そしてそいつらに囲まれているのは……白色の子犬?
なんか頭に緑色の角が三本生えているな。
「シロマ、囲まれているのも魔物なのか?」
「はい、フロッグウルフと言うモンスターの赤ちゃんですね。多分、親とはぐれてオオアルマジロの縄張りに入ってしまったのかもしれません。」
なるほど、魔物同士でも縄張り争いとかあるのか。まるで普通の動物と同じだな。
「アタイ、助けに行ってくる!」
「待て、リーチュン。団体行動中だ! 勝手は許さない。大体魔物同士の喧嘩に、我々がわざわざ間に入る必要はない。助けたところで、助けた魔物に噛まれるのが関の山だ。」
俺とシロマの会話を聞いていたリーチュンが駆け出そうとするが、それをイーゲが止める。
「離して! そんなの関係ない! 魔物だったとしても赤ちゃんがあんな大きい奴に囲まれてるのよ! きっと怖い思いしてるはずだわ! アタイは助ける!」
純粋な心を持つリーチュンにとって、魔物も動物も関係ない。
ただ、可哀そうなものをほっとけないのだ。
そんな心優しいリーチュンを見て、俺は決めた。
俺があの赤ちゃんを助ける!
「わかった、じゃあ俺が行く。俺のステータスなら攻撃されてもダメージはない。それならいいだろイーゲ? 3人はここで待っててくれ。」
ここでまたリーチュンとイーゲが喧嘩になってもしょうがないし、俺が行けば済む話。それに俺も助けてあげたい。

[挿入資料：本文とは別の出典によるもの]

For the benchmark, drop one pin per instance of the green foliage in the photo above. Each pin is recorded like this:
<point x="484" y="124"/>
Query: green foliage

「サクセス様がそうおっしゃるのであれば、私は構いません。」
「サクセス! ありがとう!」
イーゲがしぶしぶ了解をすると、リーチュンが抱きついてくる!
ムニュ……。
おっほーー!
スイカとは思えない柔らかさだ!
すると、隣でそれを見ていたイーゲもまた
「サクセスさまぁ!」
といって、抱きついてきた。
おい、どこを触ってんだよ!
つうか、お前は助けるのに反対してただろ!
イーゲは、どさくさに紛れて俺の陰部を触ってくる。
「この変態がぁぁぁ!」
バシッ!
俺は、イーゲの手を強く払うと、逃げるようにベビーウルフの元に向かい、どうのつるぎを抜く。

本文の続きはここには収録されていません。